Amongst all of this, Intel has been using every opportunity to say it is re-focused on a market that last year nearly seemed abandoned: the desktop PC, overclocking, and enthusiasts. According to statements made by Maurits Tichelman, Intel’s VP of sales and marketing and general manager, reseller channel organization, the recent lack of focus on system builders and enthusiasts over the past few years will be corrected. He was also quick to point out that the enthusiast segment is growing 20 percent or more in 2014, which represents a huge opportunity for the channel.
Later this year, Intel will be refreshing its desktop processor line from Haswell to Broadwell. In the "tick-tock" strategy Intel has followed over the past several years, Broadwell is the generation that will move to a new 14nm fabrication process. These reductions allow for better performing processors that consume less power, which result in extra battery life for notebooks, smaller devices, and a number of other benefits.

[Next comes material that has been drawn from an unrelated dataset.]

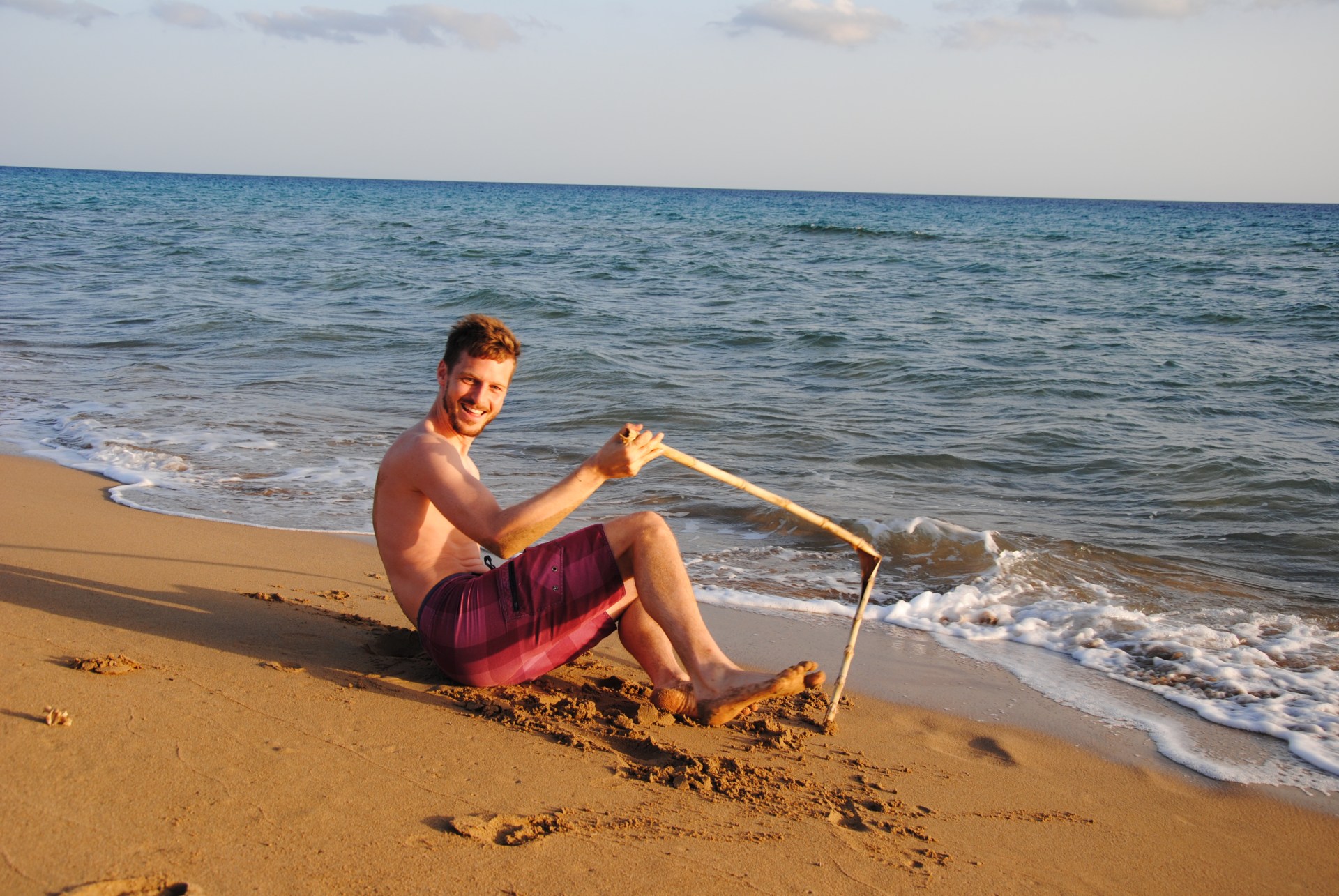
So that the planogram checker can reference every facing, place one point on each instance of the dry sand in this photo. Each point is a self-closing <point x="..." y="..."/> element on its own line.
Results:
<point x="248" y="713"/>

These improvements, of course, also allow for higher performance. System builders will be able to leverage these improvements across the Broadwell lineup, but Intel is also making changes to its unlocked k-series SKUs, which historically weren’t any different than multiplier-locked processors physically.

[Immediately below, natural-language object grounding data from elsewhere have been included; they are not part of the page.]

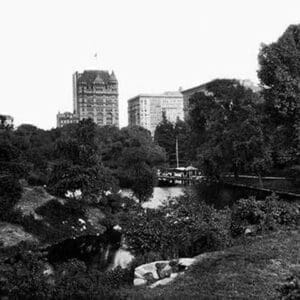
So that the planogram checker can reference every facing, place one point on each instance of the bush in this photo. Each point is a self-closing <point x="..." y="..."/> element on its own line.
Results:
<point x="183" y="228"/>
<point x="10" y="193"/>
<point x="37" y="178"/>
<point x="266" y="214"/>
<point x="23" y="276"/>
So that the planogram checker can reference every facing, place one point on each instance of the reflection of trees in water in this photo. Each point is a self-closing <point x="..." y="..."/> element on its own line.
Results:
<point x="95" y="251"/>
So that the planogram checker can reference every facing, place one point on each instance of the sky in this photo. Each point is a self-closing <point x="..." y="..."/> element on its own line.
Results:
<point x="152" y="45"/>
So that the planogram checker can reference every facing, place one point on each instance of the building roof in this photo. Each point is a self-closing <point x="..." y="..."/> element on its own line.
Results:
<point x="196" y="88"/>
<point x="98" y="76"/>
<point x="175" y="94"/>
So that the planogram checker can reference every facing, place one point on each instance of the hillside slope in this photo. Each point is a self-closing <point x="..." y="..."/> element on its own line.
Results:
<point x="253" y="270"/>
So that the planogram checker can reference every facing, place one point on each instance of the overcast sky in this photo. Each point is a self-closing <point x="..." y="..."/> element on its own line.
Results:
<point x="152" y="45"/>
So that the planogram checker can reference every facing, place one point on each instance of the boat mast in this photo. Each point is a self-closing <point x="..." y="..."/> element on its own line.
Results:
<point x="177" y="156"/>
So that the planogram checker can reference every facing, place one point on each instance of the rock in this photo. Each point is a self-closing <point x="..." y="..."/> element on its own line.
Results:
<point x="250" y="230"/>
<point x="94" y="217"/>
<point x="139" y="282"/>
<point x="187" y="262"/>
<point x="164" y="281"/>
<point x="163" y="270"/>
<point x="122" y="258"/>
<point x="150" y="267"/>
<point x="11" y="235"/>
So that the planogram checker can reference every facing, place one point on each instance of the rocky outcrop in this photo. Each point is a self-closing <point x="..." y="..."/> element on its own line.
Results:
<point x="161" y="272"/>
<point x="11" y="235"/>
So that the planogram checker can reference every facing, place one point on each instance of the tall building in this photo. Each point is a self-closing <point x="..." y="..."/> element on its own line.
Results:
<point x="6" y="120"/>
<point x="66" y="118"/>
<point x="187" y="94"/>
<point x="95" y="96"/>
<point x="146" y="110"/>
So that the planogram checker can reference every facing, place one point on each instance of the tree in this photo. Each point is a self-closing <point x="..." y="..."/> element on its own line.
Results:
<point x="165" y="137"/>
<point x="137" y="162"/>
<point x="79" y="165"/>
<point x="227" y="129"/>
<point x="279" y="74"/>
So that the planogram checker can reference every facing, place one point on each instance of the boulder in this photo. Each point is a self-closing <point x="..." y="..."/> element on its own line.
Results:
<point x="148" y="268"/>
<point x="139" y="282"/>
<point x="163" y="270"/>
<point x="251" y="230"/>
<point x="11" y="235"/>
<point x="164" y="281"/>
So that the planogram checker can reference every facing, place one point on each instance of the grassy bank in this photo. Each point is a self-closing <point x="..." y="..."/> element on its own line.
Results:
<point x="253" y="270"/>
<point x="281" y="185"/>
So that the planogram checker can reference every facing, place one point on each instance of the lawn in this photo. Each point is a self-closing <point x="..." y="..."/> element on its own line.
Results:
<point x="253" y="270"/>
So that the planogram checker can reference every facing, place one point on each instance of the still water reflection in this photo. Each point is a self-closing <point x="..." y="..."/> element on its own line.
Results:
<point x="160" y="195"/>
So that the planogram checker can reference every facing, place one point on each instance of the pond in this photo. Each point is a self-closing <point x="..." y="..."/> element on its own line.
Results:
<point x="218" y="195"/>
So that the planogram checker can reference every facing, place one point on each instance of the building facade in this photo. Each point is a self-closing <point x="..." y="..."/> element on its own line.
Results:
<point x="187" y="94"/>
<point x="146" y="110"/>
<point x="66" y="118"/>
<point x="95" y="96"/>
<point x="6" y="121"/>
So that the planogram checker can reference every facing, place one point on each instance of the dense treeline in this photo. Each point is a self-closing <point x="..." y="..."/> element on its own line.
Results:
<point x="81" y="157"/>
<point x="232" y="128"/>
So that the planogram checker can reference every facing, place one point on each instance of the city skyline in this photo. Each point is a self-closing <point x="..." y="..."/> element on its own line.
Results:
<point x="152" y="47"/>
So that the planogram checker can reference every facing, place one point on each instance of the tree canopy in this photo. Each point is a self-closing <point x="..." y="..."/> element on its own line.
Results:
<point x="279" y="74"/>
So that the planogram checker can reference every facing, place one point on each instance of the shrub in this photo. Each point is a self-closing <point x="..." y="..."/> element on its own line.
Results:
<point x="266" y="214"/>
<point x="184" y="227"/>
<point x="37" y="178"/>
<point x="22" y="276"/>
<point x="10" y="193"/>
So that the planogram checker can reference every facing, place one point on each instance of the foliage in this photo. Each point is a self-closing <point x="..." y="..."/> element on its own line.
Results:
<point x="10" y="193"/>
<point x="132" y="157"/>
<point x="184" y="227"/>
<point x="79" y="165"/>
<point x="279" y="75"/>
<point x="229" y="137"/>
<point x="290" y="290"/>
<point x="166" y="134"/>
<point x="24" y="276"/>
<point x="266" y="214"/>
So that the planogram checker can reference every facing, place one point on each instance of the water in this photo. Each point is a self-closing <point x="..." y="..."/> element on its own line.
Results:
<point x="159" y="196"/>
<point x="217" y="195"/>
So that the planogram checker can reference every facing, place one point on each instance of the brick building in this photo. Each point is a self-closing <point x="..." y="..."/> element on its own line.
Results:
<point x="146" y="110"/>
<point x="95" y="96"/>
<point x="66" y="118"/>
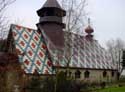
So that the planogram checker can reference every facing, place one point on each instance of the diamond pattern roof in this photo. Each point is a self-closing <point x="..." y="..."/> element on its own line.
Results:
<point x="31" y="49"/>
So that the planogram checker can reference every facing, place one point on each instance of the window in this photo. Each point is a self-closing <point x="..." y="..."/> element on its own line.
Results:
<point x="112" y="73"/>
<point x="77" y="74"/>
<point x="86" y="74"/>
<point x="104" y="74"/>
<point x="50" y="12"/>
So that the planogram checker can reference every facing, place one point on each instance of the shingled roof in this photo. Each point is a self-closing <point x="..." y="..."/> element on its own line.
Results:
<point x="37" y="53"/>
<point x="30" y="47"/>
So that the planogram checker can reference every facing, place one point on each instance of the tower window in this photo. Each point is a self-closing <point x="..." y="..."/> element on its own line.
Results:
<point x="112" y="73"/>
<point x="104" y="74"/>
<point x="77" y="74"/>
<point x="86" y="74"/>
<point x="50" y="12"/>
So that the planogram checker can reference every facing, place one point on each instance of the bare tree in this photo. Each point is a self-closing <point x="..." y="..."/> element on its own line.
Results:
<point x="115" y="48"/>
<point x="76" y="14"/>
<point x="3" y="19"/>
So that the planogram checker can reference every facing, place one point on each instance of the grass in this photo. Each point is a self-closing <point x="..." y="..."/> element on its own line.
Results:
<point x="112" y="89"/>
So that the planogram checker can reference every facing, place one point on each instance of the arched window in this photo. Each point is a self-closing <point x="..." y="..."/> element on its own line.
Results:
<point x="68" y="73"/>
<point x="77" y="74"/>
<point x="104" y="74"/>
<point x="112" y="73"/>
<point x="86" y="74"/>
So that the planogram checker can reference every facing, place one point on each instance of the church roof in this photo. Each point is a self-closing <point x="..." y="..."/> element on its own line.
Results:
<point x="31" y="50"/>
<point x="83" y="53"/>
<point x="36" y="53"/>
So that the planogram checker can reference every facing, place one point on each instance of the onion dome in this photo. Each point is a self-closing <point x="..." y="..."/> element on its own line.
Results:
<point x="51" y="12"/>
<point x="89" y="29"/>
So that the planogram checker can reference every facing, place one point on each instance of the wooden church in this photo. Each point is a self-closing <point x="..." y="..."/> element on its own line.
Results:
<point x="49" y="48"/>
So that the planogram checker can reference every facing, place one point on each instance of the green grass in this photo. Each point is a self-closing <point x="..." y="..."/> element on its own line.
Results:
<point x="112" y="89"/>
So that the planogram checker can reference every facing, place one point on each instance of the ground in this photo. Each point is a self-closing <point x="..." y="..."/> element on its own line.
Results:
<point x="112" y="89"/>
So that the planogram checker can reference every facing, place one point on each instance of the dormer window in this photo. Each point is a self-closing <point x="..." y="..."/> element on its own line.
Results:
<point x="104" y="74"/>
<point x="77" y="74"/>
<point x="86" y="74"/>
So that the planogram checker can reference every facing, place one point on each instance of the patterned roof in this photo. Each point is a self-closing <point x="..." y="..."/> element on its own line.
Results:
<point x="82" y="53"/>
<point x="34" y="51"/>
<point x="31" y="50"/>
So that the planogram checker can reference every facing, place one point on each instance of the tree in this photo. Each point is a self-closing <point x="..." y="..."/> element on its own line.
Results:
<point x="115" y="48"/>
<point x="76" y="14"/>
<point x="3" y="19"/>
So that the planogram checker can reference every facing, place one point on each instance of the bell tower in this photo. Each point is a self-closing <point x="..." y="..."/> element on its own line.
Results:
<point x="51" y="15"/>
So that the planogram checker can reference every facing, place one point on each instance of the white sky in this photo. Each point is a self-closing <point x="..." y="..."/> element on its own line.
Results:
<point x="107" y="16"/>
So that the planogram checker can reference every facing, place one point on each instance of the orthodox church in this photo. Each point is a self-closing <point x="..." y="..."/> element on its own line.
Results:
<point x="50" y="48"/>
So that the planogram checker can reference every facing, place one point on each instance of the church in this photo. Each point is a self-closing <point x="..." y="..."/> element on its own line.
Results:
<point x="49" y="48"/>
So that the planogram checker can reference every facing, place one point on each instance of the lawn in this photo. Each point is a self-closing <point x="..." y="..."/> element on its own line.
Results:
<point x="112" y="89"/>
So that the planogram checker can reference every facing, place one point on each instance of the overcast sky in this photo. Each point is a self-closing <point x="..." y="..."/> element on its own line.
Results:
<point x="107" y="16"/>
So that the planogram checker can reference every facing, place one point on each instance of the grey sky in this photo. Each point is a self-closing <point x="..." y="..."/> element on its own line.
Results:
<point x="107" y="16"/>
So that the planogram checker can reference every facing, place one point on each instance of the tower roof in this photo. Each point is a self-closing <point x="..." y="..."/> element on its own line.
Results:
<point x="51" y="3"/>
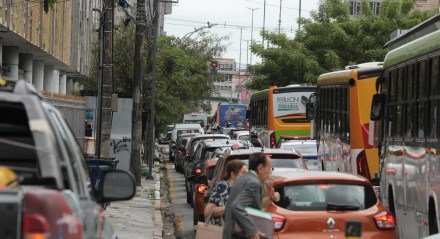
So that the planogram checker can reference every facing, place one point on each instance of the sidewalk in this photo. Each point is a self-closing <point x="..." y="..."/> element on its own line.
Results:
<point x="140" y="217"/>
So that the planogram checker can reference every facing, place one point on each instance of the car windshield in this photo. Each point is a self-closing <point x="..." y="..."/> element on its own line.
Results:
<point x="243" y="137"/>
<point x="326" y="197"/>
<point x="302" y="148"/>
<point x="284" y="163"/>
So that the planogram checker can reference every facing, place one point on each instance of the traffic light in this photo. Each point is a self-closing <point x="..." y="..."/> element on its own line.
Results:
<point x="214" y="65"/>
<point x="123" y="3"/>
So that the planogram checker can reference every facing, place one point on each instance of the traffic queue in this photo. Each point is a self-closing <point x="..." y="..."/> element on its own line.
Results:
<point x="311" y="203"/>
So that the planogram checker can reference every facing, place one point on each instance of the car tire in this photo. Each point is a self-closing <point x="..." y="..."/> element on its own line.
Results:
<point x="432" y="218"/>
<point x="188" y="197"/>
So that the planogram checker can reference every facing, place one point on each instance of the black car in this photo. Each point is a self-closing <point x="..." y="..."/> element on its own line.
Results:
<point x="196" y="140"/>
<point x="37" y="145"/>
<point x="182" y="151"/>
<point x="205" y="150"/>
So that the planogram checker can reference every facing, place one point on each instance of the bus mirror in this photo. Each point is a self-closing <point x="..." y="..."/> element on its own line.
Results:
<point x="309" y="111"/>
<point x="377" y="107"/>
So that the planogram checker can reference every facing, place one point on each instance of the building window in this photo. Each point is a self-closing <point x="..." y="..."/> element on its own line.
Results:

The number of k-series parts isn’t changing according to an Intel rep we spoke to, indicating builders should expect a one-for-one replacement as Haswell transitions to Broadwell. However, that doesn’t mean there isn’t anything new. During a briefing, PC Client Group VP Laura Crone whipped out a prototype k-series chip, which has a re-engineered thermal spreader to better dissipate heat for higher overclocking.
"We really challenged the engineering team across Intel," says Crone. "What's it going to take get some exciting overclocking in the 4th generation [of Intel Core processors]. And that's what came out. We're not disclosing the frequency yet, but it will be exciting."
The new spreader is significantly stiffer than the general thermal plate on existing core CPUs, and she alluded that there may be some new secret sauce underneath. Unfortunately, the details are being kept hush-hush for now, but I’m sure they’ll talk about it more as the k-series rolls out into the channel.
As Intel pointed out many, many times, 95 percent of all K-series products are sold through the channel. Unfortunately, system builders wanting the new unlocked Broadwell chips will have to wait a little bit longer, but they should hit shortly after the non-k products roll out.
The fun doesn’t stop there, however. Along with a new Extreme Edition part in the pipes, and a brief mention of Haswell-E on LGA1155, Intel is also doing a special Pentium “Anniversary Edition” to celebrate 20 years using the brand. There wasn’t time to get into details other than that it appears to be unlocked, which would be a first for any processor bearing the Pentium name. We’re hoping to learn more about that in the days ahead.
2013 was all about Atom and embedded, but there wasn't a whole lot of exciting things happening for enthusiasts. 2014 has exciting developments across all of Intel's product lines, like the new 730 Series performance SSD.
In short, 2014 is shaping up to be a very fun year for PC enthusiasts and overclockers.